The theorists are Minsky, Dennett, Hofsteder. The authors of new romantic
liturgies are Tipler, Moravec, and Drexler. (<<<please check authors'
name spelling!)
The tragedy of traditional death denial based on a religious fantasy is
that the fantasy must have specific, yet ultimately arbitrary, content.
Therefore it is frequently the case that people find themselves holding
mutually exclusive death denial fantasies. This is why traditional religion
is divisive. Christianity and Islam cannot both be true in their most literal
sense. This provides a potential ethical advantage for the new death denialists.
If people can agree on one simple tenet, that subjective experience, the
pea, does not exist, then they can share in the objective world of empirical
confirmation on all the other points that matter. They can agree, for instance,
on whether a brain has survived its cryo-, nano-, or cyber- transition into
immortality6.
Nonetheless, the new and old styles of death denial are even more in disagreement
with each other than any old-styled pair have ever managed to be. The chasm
between death denial fantasies provides a worthwhile approach for understanding
some of the most frustrating current events. Is it a coincidence that
religious fundamentalism is experiencing a resurgence at just the time that
science is starting to touch some of the most intimate aspects of human
identity? Today's social conflicts are more likely to be about technologies
that challenge our definition of death, such as abortion, than about the
distribution of wealth.
Although the consciousness community is obscure in the larger scheme of
world events, I believe we are on the front lines of a fundamental conflict.
The political and social future will be largely determined by the provisional
outcomes of conflicts over what are essentially popularized variants of
the hard problem.
While I am certainly not claiming that everyone who is not religious is
hoping to have their minds transfered to computer disks, I do think that
in the consciousness debate we have the most purified form of a new dialectic
formed by two opposing death denial fantasies. One is traditional, sentimental,
hysterical, and divisive. The other is bland, mechanical, and potentially
suicidal. No synthesis has yet appeared, however; in the gap discernible
between the two is found only a lonely vacuum requiring the superhuman discipline
of permanent irresolution.
-END-
1 Certainly the fear of death has been one of the greatest driving forces
in the history of thought and in the formation of the character of civilization,
and yet it is under-acknowledged. The great book on the subject, "The
Denial of Death", by Ernest Becker, deserves a reconsideration. Even
as the psychoanalytic tradition seems to be on the wane, this book holds
up remarkably well.
2 The screen is what we are most familiar with in 1997, but make no mistake,
any upmarket brainorama will actually have a virtual reality interface,
so that you find yourself inside a three dimensional representation of your
own brain.
3 You might wonder how you avoid becoming lost in an infinite regress of
watching your thoughts of watching your thoughts. That is simple.
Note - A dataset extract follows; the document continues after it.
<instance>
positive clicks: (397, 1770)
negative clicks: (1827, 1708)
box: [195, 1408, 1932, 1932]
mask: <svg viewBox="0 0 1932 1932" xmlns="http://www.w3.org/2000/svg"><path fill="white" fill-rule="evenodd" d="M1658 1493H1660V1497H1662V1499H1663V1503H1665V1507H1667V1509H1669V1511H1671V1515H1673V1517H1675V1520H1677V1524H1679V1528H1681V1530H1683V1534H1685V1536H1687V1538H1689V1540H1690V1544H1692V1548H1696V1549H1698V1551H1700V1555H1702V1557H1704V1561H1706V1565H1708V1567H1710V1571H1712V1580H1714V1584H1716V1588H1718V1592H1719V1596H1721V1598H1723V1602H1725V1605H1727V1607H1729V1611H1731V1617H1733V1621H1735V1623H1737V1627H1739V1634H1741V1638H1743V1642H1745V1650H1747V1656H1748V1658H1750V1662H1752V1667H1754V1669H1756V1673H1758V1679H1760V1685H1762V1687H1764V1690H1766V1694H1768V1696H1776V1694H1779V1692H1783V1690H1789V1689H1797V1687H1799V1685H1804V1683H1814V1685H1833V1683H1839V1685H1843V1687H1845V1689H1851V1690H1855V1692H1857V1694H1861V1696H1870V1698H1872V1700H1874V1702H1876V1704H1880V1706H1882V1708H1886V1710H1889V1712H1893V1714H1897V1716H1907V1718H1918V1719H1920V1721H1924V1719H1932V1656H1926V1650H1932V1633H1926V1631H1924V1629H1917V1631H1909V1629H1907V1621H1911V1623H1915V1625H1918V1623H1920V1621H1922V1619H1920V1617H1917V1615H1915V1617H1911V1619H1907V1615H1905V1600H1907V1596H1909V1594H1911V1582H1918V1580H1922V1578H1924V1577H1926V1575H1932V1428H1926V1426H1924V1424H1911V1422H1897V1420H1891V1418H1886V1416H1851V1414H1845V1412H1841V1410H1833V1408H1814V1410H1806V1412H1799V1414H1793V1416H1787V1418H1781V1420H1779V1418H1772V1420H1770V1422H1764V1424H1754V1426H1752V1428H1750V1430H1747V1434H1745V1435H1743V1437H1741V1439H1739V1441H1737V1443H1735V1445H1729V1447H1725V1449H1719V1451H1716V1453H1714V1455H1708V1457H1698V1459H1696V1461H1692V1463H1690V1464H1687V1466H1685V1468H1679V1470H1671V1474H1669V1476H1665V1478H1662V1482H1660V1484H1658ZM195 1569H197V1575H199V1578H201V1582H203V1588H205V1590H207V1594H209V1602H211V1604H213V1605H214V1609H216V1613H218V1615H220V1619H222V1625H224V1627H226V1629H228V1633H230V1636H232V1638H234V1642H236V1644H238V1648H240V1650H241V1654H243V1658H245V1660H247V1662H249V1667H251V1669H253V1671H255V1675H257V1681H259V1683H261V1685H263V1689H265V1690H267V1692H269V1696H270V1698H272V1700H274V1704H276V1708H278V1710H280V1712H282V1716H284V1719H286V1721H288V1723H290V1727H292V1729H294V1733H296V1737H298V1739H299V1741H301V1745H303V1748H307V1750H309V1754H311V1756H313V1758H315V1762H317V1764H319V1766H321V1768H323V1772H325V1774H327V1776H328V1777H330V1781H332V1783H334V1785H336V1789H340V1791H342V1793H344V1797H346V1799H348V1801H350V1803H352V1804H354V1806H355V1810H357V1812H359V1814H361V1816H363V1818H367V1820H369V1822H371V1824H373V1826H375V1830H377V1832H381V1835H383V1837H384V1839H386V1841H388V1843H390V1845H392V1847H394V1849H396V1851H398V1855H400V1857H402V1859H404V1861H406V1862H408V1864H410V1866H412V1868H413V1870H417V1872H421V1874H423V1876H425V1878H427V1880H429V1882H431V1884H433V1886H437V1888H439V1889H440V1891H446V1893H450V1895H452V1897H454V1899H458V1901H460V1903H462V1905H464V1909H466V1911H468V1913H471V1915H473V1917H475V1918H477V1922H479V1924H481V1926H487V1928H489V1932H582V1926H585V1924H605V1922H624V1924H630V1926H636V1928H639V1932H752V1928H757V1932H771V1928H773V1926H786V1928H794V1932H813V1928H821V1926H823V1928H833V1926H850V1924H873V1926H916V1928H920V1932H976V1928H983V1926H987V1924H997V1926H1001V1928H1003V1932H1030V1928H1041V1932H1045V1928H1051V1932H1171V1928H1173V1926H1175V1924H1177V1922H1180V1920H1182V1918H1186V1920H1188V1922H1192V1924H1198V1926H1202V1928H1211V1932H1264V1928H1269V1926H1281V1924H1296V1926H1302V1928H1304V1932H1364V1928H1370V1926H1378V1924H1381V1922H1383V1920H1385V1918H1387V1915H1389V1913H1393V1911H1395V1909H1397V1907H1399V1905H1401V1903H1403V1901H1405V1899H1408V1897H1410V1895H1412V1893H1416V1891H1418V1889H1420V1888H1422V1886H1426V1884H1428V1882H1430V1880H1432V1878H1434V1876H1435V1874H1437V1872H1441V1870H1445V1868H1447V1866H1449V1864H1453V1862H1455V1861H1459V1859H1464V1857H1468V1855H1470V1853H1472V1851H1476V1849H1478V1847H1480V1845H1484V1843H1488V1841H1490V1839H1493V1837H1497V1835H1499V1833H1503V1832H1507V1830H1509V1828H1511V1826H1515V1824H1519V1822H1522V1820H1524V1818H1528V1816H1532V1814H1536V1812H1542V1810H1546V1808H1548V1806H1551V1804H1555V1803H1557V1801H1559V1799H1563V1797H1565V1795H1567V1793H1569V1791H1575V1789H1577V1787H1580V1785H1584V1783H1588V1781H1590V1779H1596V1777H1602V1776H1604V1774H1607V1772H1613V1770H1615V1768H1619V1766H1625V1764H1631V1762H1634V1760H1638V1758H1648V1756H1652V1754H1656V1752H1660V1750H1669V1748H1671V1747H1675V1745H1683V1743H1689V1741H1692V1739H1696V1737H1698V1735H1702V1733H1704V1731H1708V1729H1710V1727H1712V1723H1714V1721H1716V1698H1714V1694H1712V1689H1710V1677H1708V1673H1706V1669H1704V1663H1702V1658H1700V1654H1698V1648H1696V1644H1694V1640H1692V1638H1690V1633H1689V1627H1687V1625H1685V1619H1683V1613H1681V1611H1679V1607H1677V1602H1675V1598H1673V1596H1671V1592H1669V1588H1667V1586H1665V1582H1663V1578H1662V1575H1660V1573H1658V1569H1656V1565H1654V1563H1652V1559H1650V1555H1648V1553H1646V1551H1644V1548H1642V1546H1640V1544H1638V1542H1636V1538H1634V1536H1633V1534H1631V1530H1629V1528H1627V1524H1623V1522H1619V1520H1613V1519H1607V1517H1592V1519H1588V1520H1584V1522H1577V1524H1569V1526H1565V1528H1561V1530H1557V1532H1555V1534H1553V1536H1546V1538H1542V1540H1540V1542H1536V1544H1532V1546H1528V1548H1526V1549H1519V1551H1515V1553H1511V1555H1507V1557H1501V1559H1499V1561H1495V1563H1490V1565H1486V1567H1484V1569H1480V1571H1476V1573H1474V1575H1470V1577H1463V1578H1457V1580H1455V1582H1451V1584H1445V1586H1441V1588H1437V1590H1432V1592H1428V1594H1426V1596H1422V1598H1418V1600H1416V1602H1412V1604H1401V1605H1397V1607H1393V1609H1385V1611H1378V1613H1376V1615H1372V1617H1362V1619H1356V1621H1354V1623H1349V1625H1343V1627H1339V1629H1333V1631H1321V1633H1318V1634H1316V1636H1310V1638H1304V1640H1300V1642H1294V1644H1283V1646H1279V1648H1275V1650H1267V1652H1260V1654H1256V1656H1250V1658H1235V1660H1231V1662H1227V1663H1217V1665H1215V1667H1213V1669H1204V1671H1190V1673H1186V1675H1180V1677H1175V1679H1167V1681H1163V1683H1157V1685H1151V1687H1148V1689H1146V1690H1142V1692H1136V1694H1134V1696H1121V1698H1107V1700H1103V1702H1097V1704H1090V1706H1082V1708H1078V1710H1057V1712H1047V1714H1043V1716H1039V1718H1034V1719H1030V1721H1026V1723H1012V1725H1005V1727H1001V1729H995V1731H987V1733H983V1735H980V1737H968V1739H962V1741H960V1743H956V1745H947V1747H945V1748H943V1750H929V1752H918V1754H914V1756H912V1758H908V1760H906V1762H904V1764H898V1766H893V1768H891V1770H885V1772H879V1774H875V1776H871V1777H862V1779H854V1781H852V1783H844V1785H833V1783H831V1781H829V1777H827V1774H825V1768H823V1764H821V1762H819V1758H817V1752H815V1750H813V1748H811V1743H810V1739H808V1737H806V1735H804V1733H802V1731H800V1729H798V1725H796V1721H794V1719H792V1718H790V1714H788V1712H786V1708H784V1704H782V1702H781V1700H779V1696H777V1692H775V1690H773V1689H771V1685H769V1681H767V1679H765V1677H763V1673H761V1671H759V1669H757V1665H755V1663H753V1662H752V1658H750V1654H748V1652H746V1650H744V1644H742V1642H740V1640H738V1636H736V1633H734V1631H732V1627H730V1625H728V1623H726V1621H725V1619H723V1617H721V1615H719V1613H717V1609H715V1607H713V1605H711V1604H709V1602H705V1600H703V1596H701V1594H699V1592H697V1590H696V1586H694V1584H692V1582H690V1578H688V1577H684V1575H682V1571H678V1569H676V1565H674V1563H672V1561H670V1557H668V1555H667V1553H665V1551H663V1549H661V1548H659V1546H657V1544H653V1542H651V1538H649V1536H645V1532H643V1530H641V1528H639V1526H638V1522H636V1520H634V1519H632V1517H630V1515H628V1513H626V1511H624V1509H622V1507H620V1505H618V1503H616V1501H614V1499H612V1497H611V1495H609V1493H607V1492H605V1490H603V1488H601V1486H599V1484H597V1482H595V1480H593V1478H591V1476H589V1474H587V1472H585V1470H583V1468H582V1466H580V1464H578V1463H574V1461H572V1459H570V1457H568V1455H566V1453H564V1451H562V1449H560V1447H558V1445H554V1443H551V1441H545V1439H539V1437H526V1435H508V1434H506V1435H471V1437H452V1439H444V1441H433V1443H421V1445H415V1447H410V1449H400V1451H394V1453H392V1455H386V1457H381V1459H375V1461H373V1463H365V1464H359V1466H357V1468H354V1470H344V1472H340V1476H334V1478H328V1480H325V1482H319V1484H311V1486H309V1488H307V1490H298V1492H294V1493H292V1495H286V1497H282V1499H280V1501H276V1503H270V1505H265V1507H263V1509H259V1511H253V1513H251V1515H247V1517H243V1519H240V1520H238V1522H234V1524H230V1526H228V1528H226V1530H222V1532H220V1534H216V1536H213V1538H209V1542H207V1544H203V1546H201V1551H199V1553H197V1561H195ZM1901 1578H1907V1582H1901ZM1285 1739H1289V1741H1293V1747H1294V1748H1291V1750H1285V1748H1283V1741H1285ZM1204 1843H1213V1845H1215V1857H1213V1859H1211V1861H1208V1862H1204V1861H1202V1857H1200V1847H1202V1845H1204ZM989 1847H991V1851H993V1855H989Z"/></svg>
The
brainorama computer is programmed to filter out this kind of resonant feedback.
4 Christianity, a post-platonic religion, was primarily founded not on
the exceptional emanations of burning bushes, demons, or other extraordinary
objects, but on the reports of people of apparently ordinary form, Jesus
and Lazarus, who could confirm the continuity of consciousness after death.
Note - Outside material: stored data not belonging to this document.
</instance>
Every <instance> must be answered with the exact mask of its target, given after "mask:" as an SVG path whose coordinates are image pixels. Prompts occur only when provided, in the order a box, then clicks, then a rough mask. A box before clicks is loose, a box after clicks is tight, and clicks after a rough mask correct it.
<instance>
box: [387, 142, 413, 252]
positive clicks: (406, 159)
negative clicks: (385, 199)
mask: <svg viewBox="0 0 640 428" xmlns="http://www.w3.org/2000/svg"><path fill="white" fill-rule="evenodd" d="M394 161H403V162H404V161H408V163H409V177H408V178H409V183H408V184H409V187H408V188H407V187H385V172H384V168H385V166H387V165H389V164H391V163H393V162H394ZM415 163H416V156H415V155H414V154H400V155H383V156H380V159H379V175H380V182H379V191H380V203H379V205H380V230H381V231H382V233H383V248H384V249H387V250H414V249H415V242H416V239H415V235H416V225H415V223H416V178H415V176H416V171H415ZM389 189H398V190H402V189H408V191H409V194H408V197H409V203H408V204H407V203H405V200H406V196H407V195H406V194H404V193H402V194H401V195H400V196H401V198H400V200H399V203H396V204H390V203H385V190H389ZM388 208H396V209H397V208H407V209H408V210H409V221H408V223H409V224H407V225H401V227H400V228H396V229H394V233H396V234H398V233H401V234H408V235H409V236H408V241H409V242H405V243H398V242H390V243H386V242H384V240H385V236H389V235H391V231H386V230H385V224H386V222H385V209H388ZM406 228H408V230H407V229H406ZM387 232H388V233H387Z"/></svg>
(While reports of Jesus' life do contain some other supernatural events,
like walking on water, these are surely not as vital to the religion.)
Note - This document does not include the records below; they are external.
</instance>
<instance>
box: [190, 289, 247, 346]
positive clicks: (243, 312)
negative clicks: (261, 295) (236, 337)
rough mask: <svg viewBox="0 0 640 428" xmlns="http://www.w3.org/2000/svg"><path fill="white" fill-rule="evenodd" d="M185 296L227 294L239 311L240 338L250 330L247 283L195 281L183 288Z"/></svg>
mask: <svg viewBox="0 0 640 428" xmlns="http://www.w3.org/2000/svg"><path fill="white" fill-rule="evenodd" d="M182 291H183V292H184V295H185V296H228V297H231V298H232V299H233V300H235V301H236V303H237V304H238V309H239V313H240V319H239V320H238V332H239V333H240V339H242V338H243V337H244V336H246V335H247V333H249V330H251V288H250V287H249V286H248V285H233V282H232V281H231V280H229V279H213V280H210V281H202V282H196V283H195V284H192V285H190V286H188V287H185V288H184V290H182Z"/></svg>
In Christianity the physical world became more ordinary and the hereafter
more baroque, especially as the religion developed over the centuries.
5 Note that you do NOT have to die to test a Brainorama, so long as you
use it gingerly.
6 This only provides a potential unity in the understanding of facts- it
certainly doesn't suggest any unity of motivation. In fact, the cliche
would seem to be that conciousness-free people face a crisis of meaning
and lack grounds for motivation in any direction.